Nokia is currently facing a huge cash crunch. Cash flow from operations dropped 76.2% in 2011 from the previous year. Stiff competition from Apple Inc‘.s (AAPL) iPhones and Google Inc‘.s (GOOG) Andriod phones have hampered sales over the last few years. Moreover, mounting operating expenses has forced the company to lay-off at least 14,500 employees (exclusive of the recent job cut) over last 15 months.
In February 2012, the company slashed 4,000 staff. This is now the highest lay-off since April 2011 when the company laid off 7,000 workers.
Nokia will also shut down its oldest production division in Salo, Finland. Additionally, the company will also terminate its research and development unit in Ulm, Germany, and Burnaby, British Columbia. The company remains hopeful of its revival by means of downsizing of plants and shutting down of research and development facilities.

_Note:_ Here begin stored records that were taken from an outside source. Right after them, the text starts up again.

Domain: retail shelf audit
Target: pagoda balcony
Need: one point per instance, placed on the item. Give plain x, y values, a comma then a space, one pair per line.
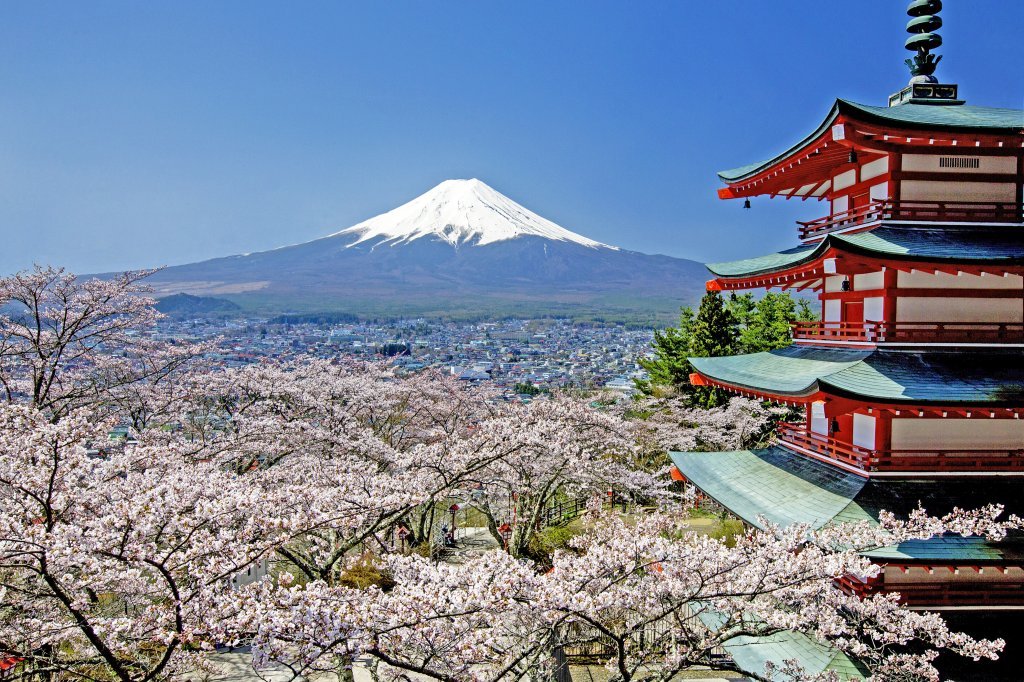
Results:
911, 210
798, 437
937, 594
908, 332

In order to address its present cash constraints, Nokia continues to dispense with most of its non-performing business units. Over the past one year, the company sold Vertu, quit commercial licensing, its services business and also an instant messaging service division. Moreover, the company also possesses huge patent portfolios for handsets.
We believe that to meet its immediate cash needs, the company will continue to sell off its patents and dispose its non-performing business units until its newly launched Nokia Lumia series of smartphones succeeds in driving sales and gains a significant share in the smartphone market.
Currently, Nokia has a Zacks #3 Rank, implying a short-term Hold rating on the stock.